Мыш Без Мягкого Знака помялся:

– У меня трошки…

– Ладно, ладно, пошли, братва.

В кафе с облупленными стенами, с невыветрившимися кислыми запахами столовой военного времени заказали водки, скромной закуски, несколько бутылок фруктовой воды.

Шлихман пил только фруктовую, от водки отворачивался с отвращением, тряс лохматой головой, объяснял незнакомым Федору словом:

– У меня идиосинкразия.

Пил фруктовую, но, как ни странно, пьянел вместе со всеми, горячился, кричал о погибшей старине, об исчезающей поэзии, читал со слезой Блока:

 
Россия, нищая Россия,
Мне избы серые твои,
Твои мне песни ветровые —
Как слезы первые любви!..
 

Федор молчал, пил, завидовал уму Левы Шлихмана.

У Ивана Мыша лишь масленели ласково глаза да буйствовал широкий румянец. Серые глаза Чернышева темнели, лицо становилось мягким, розовым, нежным, как у девушки.

Шлихман Лева, как оказалось, жил в Харькове, а кончил художественное училище почему-то в Пензе. Иван Мыш училище не кончал, но не один год работал художником в армейском клубе, расписывал даже театральные декорации. У Вячеслава Чернышева отец был довольно известный художник-график, сам Вячеслав до войны поступил в художественный институт, но с первого курса ушел в армию, был, как и Федор, трижды ранен. Один Федор, если не считать доморощенного преподавания Саввы Ильича, призывавшего в помощь себе природу, нигде не учился, нигде не практиковался как художник.
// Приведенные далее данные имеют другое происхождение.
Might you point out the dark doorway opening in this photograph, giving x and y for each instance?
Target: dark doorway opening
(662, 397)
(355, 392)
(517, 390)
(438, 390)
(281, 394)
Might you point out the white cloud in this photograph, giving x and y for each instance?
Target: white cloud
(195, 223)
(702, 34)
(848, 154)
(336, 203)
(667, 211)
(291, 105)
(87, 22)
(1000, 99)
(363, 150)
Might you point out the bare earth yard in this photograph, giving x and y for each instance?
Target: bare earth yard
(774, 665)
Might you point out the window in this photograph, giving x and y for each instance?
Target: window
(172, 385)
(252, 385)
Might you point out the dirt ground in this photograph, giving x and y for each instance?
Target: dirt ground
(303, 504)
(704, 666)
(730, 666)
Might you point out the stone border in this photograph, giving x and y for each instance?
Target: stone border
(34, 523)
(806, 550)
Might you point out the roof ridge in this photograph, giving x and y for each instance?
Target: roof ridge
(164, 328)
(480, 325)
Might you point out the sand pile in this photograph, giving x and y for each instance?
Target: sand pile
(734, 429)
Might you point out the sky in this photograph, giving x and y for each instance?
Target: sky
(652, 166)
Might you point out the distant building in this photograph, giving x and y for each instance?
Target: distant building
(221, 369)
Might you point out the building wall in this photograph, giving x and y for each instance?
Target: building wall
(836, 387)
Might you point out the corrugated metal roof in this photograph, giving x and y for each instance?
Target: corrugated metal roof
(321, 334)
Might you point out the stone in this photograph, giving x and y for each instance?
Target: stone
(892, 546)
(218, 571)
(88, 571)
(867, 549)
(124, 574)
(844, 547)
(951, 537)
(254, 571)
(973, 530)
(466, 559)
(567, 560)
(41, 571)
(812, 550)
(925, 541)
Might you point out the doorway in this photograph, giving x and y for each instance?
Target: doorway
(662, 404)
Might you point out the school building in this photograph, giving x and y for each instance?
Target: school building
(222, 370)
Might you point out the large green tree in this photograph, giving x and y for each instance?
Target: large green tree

На выходе из кафе не обошлось без происшествия. Двум перехватившим через край гулякам – один во флотском кителе, другой в заломленной на затылок шляпе – без причины не понравился рослый, важно выступавший Иван Мыш. Они стали на него наскакивать с двух сторон:

– Рожу отъел – лопнет!

– Дай ему по купецкой! Под фронтовика рядится.

Иван Мыш конфузливо отталкивал их:

– Да что вы, хлопцы?.. Да отцепитесь… Чего вы?.. Ударю…

– А ну, а ну! Испугал.

– По купецкой его! По купецкой смажь!

– Отойдите, хлопцы… Ударю же… Что вы?..

Федор и Чернышев пытались оттащить пьяных, те лезли к ним целоваться:

– Вы парни свои. Вы – фронтовики! Эт-тот, сука, в тылу сидел!

И наскакивали на конфузливого Ивана Мыша.

Тогда Мыш осторожно, казалось, боязливо взял в обе руки воротники флотского клеша и заломленной шляпы, свел лбами. Раздался глухой деревянный стук, оба бойца вяло сползли на тротуар, очумело качая головами. Иван Мыш стоял над ними и по-прежнему конфузливо говорил:

– Ну вот… Ведь предупреждал же… Ну вот, что же вы…

Чернышев закинул голову, весело расхохотался:

– Бр-раво! Удар!

Весь обратный путь Лева Шлихман шел со счастливым лицом, горделиво и независимо выпятив грудь, – берегись, идет дебошир.

В общежитии, прежде чем лечь спать, все по очереди щупали мускулы Ивана Мыша, как барышники лошадь, хлопали по его широкой спине.

– Ты терпелив, с такими бицепсами еще долго нянчился с ними, – восхищался Чернышев.

– Всяко бывает… Могли поколотить, – без энтузиазма возразил Иван Мыш, укладываясь спать.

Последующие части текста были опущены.